Hikâye, 18 Şubat 1948 tarihli Cumhuriyet gazetesinde yayımlanarak Buğra’ya büyük bir şöhret getirdi. Bu şöhretin oluşmasındaki önemli isimlerden biri de Yusuf Ziya Ortaç’tır. Ortaç, Buğra’ya Çınaraltı dergisinde her hafta bir hikâye yazması için teklifte bulundu. 17 Mart 1948’de başlayan bu süreç, derginin kapanma sürecine kadar devam etti. Bu dergide Buğra’nın sadece hikâyeleri yayımlanmakla kalmadı, aynı zamanda ilk romanı olan Yalnızlar da tefrika edilmeye başlandı. Ardından dergi kapandığı için romanın tamamı yayımlanamadı.

1949 senesinde on üç hikâyeden oluşan ilk kitabı “Oğlumuz” ile kitapçılarda yerini aldı. Bu arada ilk evliliğini hikâyeci Lale Baysal ile yaptı. 23 Eylül 1950 tarihinde gerçekleşen bu evlilikten yazarın Ayşe adlı bir kızı dünyaya geldi. Buğra’nın bu evliliği 1968 yılının Mayıs ayında son buldu. Sanatçı ikinci evliliğini yine bir hikâyeci olan Hatice Bilen’le, 8 Eylül 1977 tarihinde gerçekleştirdi. 

Gazetecilik hayatına 1949’da Akşehir’de babası ile çıkardığı Nasreddin Hoca gazetesiyle başladı. Bu gazete, Konya ve çevresinde etkili oldu ve İstanbul’un büyük gazeteleri tarafından da ilgi gördü.
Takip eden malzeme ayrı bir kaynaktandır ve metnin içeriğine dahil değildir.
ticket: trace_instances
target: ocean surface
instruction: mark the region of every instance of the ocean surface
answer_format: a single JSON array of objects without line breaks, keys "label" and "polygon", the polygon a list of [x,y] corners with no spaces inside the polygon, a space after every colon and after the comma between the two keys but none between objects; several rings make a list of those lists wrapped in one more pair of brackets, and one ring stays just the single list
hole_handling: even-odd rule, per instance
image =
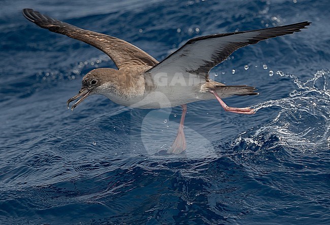
[{"label": "ocean surface", "polygon": [[[0,224],[328,224],[330,3],[320,1],[3,0]],[[240,49],[211,71],[260,94],[188,105],[187,151],[171,146],[180,107],[67,100],[90,70],[87,44],[25,19],[29,8],[124,39],[158,60],[189,39],[309,21]]]}]

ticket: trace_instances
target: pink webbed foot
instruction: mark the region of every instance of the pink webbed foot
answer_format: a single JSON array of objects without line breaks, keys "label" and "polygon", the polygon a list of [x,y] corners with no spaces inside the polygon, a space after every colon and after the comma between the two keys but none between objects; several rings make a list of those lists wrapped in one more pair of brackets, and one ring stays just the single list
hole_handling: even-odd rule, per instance
[{"label": "pink webbed foot", "polygon": [[171,148],[168,151],[168,153],[172,154],[180,154],[187,148],[186,137],[183,132],[183,126],[180,125],[178,135],[174,140]]},{"label": "pink webbed foot", "polygon": [[168,151],[168,153],[169,154],[180,154],[187,148],[186,137],[183,132],[183,129],[184,128],[183,124],[184,123],[184,119],[186,118],[186,113],[187,113],[187,105],[182,105],[181,107],[182,107],[182,115],[180,121],[178,135],[171,148]]},{"label": "pink webbed foot", "polygon": [[221,98],[220,98],[216,91],[213,90],[209,91],[214,95],[215,98],[217,99],[219,103],[220,103],[220,104],[221,105],[221,106],[222,106],[225,111],[242,114],[254,114],[255,113],[254,109],[251,108],[249,107],[245,108],[237,108],[236,107],[228,106]]}]

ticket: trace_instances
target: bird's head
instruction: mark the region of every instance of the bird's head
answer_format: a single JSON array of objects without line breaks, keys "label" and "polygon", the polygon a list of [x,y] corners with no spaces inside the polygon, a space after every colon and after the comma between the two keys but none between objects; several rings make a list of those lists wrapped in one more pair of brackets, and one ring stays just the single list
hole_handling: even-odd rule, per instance
[{"label": "bird's head", "polygon": [[[115,70],[115,71],[113,71]],[[71,110],[77,107],[86,98],[92,94],[103,94],[105,89],[111,83],[114,74],[116,72],[113,69],[102,68],[95,69],[86,74],[82,80],[82,86],[77,95],[68,100],[67,103],[68,108],[70,103],[79,98],[72,106]],[[112,79],[112,78],[113,79]]]}]

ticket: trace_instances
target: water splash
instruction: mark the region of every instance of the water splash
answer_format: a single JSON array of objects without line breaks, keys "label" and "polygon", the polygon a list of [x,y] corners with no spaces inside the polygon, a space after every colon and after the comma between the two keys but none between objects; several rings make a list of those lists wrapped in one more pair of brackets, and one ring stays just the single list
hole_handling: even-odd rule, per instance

Bir süre sonra gazetesini Orhan Drahor adlı şahıstan noter aracılığı ile aldığı protesto ile kaybetti. 28 Haziran 1922, Buğra’nın yaşamında hem gazetesini hem de babası Mehmet Nazım Bey’i kaybettiği bir tarih olarak yer aldı. Akşehir dönüşünde 1951 yılında Buğra, Milliyet’te çalışmaya başladı. Gazetede hem hikâye yazmakta hem de “Sanat Hareketleri” adlı köşesinde tiyatro ve edebiyata dair eleştiri yazıları yayımlanmaktaydı. Yıllar sonra “Düşman Kazanma Sanatı” adıyla kitaplaşacak bu yazılar 1979 yılında yayımlandı. 1

Ocak 1953-13 Mayıs 1954 tarihleri arasında Milliyet’te “Fıkra” köşesinde yazılar yazan Buğra; Siyah Kehribar, İnce Hesaplar ve Aşk Esirleri adlı romanlarını da bu gazetede tefrika etti. 1952 yılında Yarın Diye Bir Şey Yoktur isimli ikinci hikâye kitabı, 1954 yılında İki Uyku Arasında isimli üçüncü hikâye kitabı, 1955 yılında da Siyah Kehribar adıyla kitap olarak çıkan ilk romanıyla kitabevlerinde yerini aldı. İtalya’ya doktora yapmaya giden bir gencin gözünden ülkenin içinde bulunduğu diktatörlük rejiminin ve insan ilişkilerinin anlatıldığı bu roman, eleştirmenlerce menfi bir tutumla karşılaşınca yazın hayatına küstü. Bu süreçte yaşamını devam ettirebilmek için birkaç romanını (Abaza Paşanın Rüyası, Şehir Uyurken, Yanıyor mu Yeşil Köşkün Lambası, Ölü Nokta) bazı gazetelerde tefrika etti.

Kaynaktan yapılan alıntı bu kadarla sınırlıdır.